There are two exceptions for me – exceptions in the sense that the grieving was not vicarious. Shorty and Hobbs. Two F-111 crew who I knew well. Steady. Keen to be friends. Hobbs so ready to help in my first days in the squadron when I was still trying to work out which way was up under the stern gaze of the OC each morning. Shorty, always trying to know more, asking endless questions. Quiet but quick to laugh. And both forever forgiving of our (non aircrew!) shortcomings. Both keen to help, and both very inclusive, welcoming us into the squadron fraternity and making us feel part of the club.They died in a F-111 accident in 1999 in Malaysia, years after I left the squadron.
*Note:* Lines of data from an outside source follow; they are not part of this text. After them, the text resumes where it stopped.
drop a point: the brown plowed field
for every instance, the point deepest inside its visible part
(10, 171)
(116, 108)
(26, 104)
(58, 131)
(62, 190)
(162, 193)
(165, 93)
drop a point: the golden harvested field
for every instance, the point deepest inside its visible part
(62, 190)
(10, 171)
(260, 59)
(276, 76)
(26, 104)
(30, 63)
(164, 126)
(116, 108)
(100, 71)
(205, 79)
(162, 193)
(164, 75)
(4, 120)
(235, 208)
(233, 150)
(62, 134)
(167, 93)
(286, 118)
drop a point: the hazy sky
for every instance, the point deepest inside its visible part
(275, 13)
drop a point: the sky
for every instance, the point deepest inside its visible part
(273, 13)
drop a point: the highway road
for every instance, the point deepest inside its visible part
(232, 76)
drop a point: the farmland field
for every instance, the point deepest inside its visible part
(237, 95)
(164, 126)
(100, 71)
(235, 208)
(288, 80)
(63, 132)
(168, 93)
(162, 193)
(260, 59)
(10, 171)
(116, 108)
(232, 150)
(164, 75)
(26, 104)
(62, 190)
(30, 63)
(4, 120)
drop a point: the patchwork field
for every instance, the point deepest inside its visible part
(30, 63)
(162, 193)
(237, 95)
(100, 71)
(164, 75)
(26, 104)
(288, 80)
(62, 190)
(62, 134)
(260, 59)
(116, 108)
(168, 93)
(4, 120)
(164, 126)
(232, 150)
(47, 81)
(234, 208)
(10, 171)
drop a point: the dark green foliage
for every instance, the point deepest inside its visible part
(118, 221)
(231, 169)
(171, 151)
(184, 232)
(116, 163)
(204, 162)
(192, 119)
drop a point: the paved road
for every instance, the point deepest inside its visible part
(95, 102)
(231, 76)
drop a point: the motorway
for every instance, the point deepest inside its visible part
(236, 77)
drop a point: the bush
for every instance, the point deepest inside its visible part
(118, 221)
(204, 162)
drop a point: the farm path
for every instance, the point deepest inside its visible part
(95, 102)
That loss I felt keenly. And rued the inability to say goodbye or to somehow express the connection I had with them. I regretted not knowing them better than I did. Men’s men who were all that was, and is good about serving in the military. I remembered them both today when I picked up the paper and grieved the loss of Captain Bingley, a man I never knew.

Gratitude

November 29, 2006

Funny what prompts you, but I was just bouncing through another blogger’s site where the author had a quick note to observe how grateful she should be for the things she has – but is often not. My own response is usually a glib line but it is a conviction as well if I test myself – that I am grateful every day that I awake, that I am breathing, and that I am upright. Sometimes I am OK with that formula if the upright bit is left out. But breathing is always a good start.

Anything from that point on is “up”. That I have a family. Who loves. And who I love. That I have friends who pray for me. And the family. Who pray when the going gets tough. Who keep me grounded by reminding me that I need prayer – that is, I can’t do all (any) of this by myself.

Five minutes in places like Yemen, China or Vietnam, or the Sydney Central Station reminds me that I should be grateful for he material things I have. A job. More money than most in the world. Fresh water. Choices of food. Ability to travel. Freedom to worship. To vote. To say what I think. All freedoms the majority of the global population, in all its history, has ever had, or even has today.

To the Author of all this and more – thankyou.